The overall vehicle market is down 4.6 per cent in the year to date, with 2.22m cars registered in the first 10 months of 2017.
However, despite coming under some pressure, the SMMT data suggests that petrol and diesel cars still dominate the market for new vehicles, with a total of 946,537 diesel and 1,175,697 petrol cars registered for sale in the United Kingdom, and 102,369 alternatively fuelled vehicles throughout 2017.
Demand from business and fleet buyers fell 26.8pc and 13pc respectively, while registrations among private vehicle buyers dropped 10.1 per cent.
Year to date registrations decrease -4.6%.
He said consumers needed "urgent reassurance" that the latest, low emission diesel cars would not face any bans, charges or restrictions.
Alternatively-fuelled vehicles are up nearly 37 per cent since October 2016, wth petrol cars increasing by a smaller 2.7 per cent.

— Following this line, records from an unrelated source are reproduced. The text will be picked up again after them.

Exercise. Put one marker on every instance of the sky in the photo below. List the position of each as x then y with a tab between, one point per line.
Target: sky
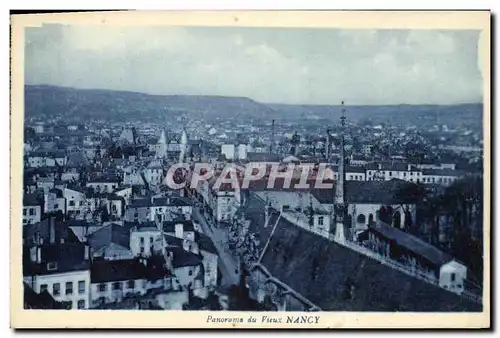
271	65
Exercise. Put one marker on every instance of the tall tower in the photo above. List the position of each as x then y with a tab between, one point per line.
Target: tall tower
161	146
339	203
183	146
327	144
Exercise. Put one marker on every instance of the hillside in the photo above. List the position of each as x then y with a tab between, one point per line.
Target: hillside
122	105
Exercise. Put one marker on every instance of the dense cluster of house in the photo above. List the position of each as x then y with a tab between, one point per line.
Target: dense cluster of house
101	231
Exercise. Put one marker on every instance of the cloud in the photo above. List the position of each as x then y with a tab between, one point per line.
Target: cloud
271	65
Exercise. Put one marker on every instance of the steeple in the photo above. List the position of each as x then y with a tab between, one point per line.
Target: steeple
340	207
163	137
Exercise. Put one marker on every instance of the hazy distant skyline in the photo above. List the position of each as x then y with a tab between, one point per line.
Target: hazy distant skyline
270	65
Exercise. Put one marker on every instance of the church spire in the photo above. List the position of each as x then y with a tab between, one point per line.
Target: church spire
340	208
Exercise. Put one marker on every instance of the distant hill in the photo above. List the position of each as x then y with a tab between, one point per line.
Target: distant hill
122	105
451	115
52	100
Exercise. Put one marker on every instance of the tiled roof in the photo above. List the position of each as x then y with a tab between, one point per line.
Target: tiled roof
43	300
411	243
42	229
205	243
183	258
103	271
173	241
112	233
378	192
169	226
68	256
443	172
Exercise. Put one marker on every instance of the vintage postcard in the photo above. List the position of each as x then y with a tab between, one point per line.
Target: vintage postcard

Confidence and trust of diesel cars has plummeted since the 2015 "diesel gate" scandal which revealed the true emissions output of these cars.
The SMMT said falling confidence among buyers continued to impact the market with business and fleet demand down -26.8% and -13% respectively.
Overall new vehicle registrations declined to 158,192, a fall of 12.2 per cent compared to the same time previous year, and sales of diesel engined auto fell even more dramatically - by a whopping 29.9 per cent.
The Government said earlier this year it would aim to end sales of conventional diesel and petrol cars by 2040, while ministers are said to be drawing up plans to tax diesel cars more heavily in towns and increase duty on the fuel. Meanwhile, dealers reported -10.1% fewer private buyers taking delivery of new cars in the month.
Richard Jones, managing director at Black Horse one of the UK's leading motor finance providers, and part of Lloyds Banking Group, believes the latest data suggests the new auto market is moving to a more sustainable position.
"Looking beyond that the uncertainties still facing the UK economy make it hard to make a robust forecast for 2018 as a whole, however the determinants such as UK GDP and employment levels remain robust".
Demand for diesel vehicles plunged 29.9 per cent in October as a result.
"The pace of take-up of Alternative Fuelled Vehicles (AFVs) is encouraging, but crucial to drivers and fleets seeing the environmental and cost-benefits of AFVs is driver behaviour".